Fiquei em tratamento por muitos anos e a minha conclusão é que sim, me ajudou, mas não tanto quanto eu esperava e não da forma que eu imaginaria. Fiz zero de progresso em questões profundas: medos, conflitos e fraquezas que eu tinha aos dezessete e aos vinte anos. Eu ainda os tenho. Nas poucas áreas onde os problemas não estão tão incutidos, em que se precisa de uma ajudinha, um empurrãozinho, talvez eu tenha me aliviado um pouco. (Posso ir a um banho turco sem ter de reservar o salão todo.) Para mim, o valor era ter uma pessoa por perto para eu compartilhar meu sofrimento; jogar com o profissional no tênis. Além disso, para mim, uma grande vantagem era a ilusão de que eu mesmo estava me ajudando. Nos períodos mais sombrios, é bom sentir que você não está apenas dormente, que se tornou um verme passivo sendo jogado pela loucura irracional do universo, ou mesmo pelas atribulações que você mesmo cria. É importante acreditar que você está fazendo algo em relação a isso. O mundo e as pessoas nele podem meter a bota na sua garganta, esmagando a sua vida, mas você vai mudar tudo, você está tomando uma atitude heroica. Você está fazendo associações livres. Você está se lembrando daqueles sonhos. Talvez os esteja anotando. Pelo menos uma vez por semana você vai discutir isso com um especialista treinado e, juntos, vocês vão entender as terríveis emoções que fazem você ficar triste, assustado, bravo, desesperado e suicida.
O fato de que resolver esses problemas é ilusório e que você vai sempre permanecer o mesmo caco atormentado, incapaz de pedir um schnecken ao padeiro porque a palavra o envergonha, não importa. A ilusão de que você está fazendo algo para se ajudar te ajuda. De certa forma, você se sente um pouco melhor, um pouco menos desanimado.
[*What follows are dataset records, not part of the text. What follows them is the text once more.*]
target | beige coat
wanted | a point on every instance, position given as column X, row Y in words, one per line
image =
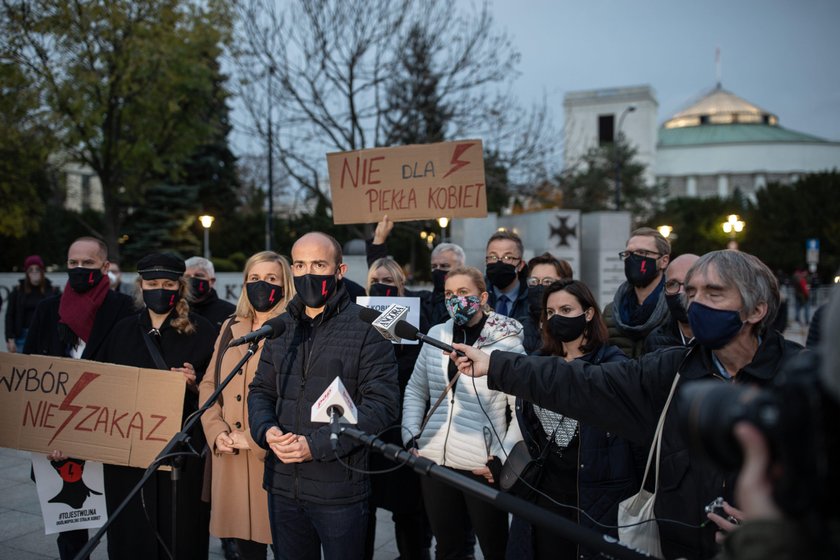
column 239, row 504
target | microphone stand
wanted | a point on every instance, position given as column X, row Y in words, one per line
column 179, row 441
column 605, row 544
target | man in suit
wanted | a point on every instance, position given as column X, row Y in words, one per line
column 74, row 324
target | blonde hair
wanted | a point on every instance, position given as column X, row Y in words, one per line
column 393, row 269
column 244, row 308
column 476, row 276
column 181, row 322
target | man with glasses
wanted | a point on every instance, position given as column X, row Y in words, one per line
column 639, row 304
column 677, row 331
column 509, row 295
column 445, row 257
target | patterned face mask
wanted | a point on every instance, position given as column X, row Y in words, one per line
column 463, row 308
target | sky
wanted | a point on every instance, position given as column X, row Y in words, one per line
column 779, row 55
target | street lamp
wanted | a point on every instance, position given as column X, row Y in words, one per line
column 443, row 222
column 732, row 226
column 616, row 147
column 206, row 221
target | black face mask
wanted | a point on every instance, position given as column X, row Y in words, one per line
column 439, row 280
column 200, row 288
column 383, row 290
column 500, row 274
column 566, row 329
column 315, row 289
column 161, row 301
column 676, row 308
column 640, row 271
column 84, row 279
column 263, row 295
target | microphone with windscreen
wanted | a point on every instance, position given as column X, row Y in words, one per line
column 271, row 329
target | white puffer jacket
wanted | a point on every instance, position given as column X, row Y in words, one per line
column 459, row 434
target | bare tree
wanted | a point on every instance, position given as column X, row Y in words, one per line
column 324, row 70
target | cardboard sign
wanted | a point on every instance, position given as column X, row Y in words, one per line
column 72, row 494
column 381, row 303
column 408, row 182
column 89, row 410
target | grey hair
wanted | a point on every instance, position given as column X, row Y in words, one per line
column 202, row 263
column 754, row 281
column 444, row 247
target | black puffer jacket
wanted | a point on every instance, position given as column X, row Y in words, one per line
column 626, row 398
column 294, row 371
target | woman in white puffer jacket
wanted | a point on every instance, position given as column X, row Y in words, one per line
column 474, row 428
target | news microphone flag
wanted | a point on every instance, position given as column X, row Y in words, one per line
column 335, row 396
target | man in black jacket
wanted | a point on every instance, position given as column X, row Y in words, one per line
column 75, row 324
column 732, row 297
column 317, row 495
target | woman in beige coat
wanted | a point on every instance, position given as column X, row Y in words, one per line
column 239, row 505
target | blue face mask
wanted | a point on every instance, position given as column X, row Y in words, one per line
column 713, row 328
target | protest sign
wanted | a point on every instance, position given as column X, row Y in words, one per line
column 102, row 412
column 408, row 182
column 71, row 492
column 381, row 303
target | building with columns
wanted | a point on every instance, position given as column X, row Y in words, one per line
column 717, row 144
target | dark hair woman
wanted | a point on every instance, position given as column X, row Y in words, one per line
column 163, row 335
column 583, row 466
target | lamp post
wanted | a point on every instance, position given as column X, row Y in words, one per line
column 206, row 221
column 443, row 222
column 617, row 146
column 269, row 218
column 733, row 226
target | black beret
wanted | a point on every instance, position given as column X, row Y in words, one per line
column 160, row 265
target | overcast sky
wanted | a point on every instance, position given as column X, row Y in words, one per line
column 780, row 55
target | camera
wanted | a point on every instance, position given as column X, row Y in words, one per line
column 796, row 416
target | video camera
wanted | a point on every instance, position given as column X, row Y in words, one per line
column 795, row 414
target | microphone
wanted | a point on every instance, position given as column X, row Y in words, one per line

Você agarra sua esperança num Godot que nunca vem, mas a ideia de que ele virá com respostas te ajuda a passar pelo pesadelo que te envolve. Como a religião, onde a ilusão faz a pessoa suportar. E, estando nas artes, eu invejo aquelas pessoas que extraem consolo da crença de que o trabalho que elas criaram vai sobreviver e ser muito discutido e, de certa forma, será como os católicos com sua vida pós-morte, o “legado” do artista o tornará imortal. A sacada aqui é que todas as pessoas que discutem sobre esse legado e quão grande é a obra do artista estão vivas e estão pedindo pastrami, enquanto o artista está em alguma urna funerária ou debaixo da terra no Queens. Todas as pessoas sobre o túmulo de Shakespeare cantando seus louvores significavam um grande nada para o Bardo, e um dia virá — um dia bem distante, mas esteja certo de que definitivamente virá — quando todas as peças de Shakespeare, por mais que tenham tramas brilhantes e pentâmetros iâmbicos pedantes, e todos os pontos de Seurat irão sumir junto a cada átomo do universo. Na verdade, o universo vai desaparecer e não haverá lugar para pendurar seu chapéu, afinal, somos um acidente da física. E um acidente bem desajeitado. Não o produto de uma criação inteligente, mas no máximo a obra de um incompetente crasso.”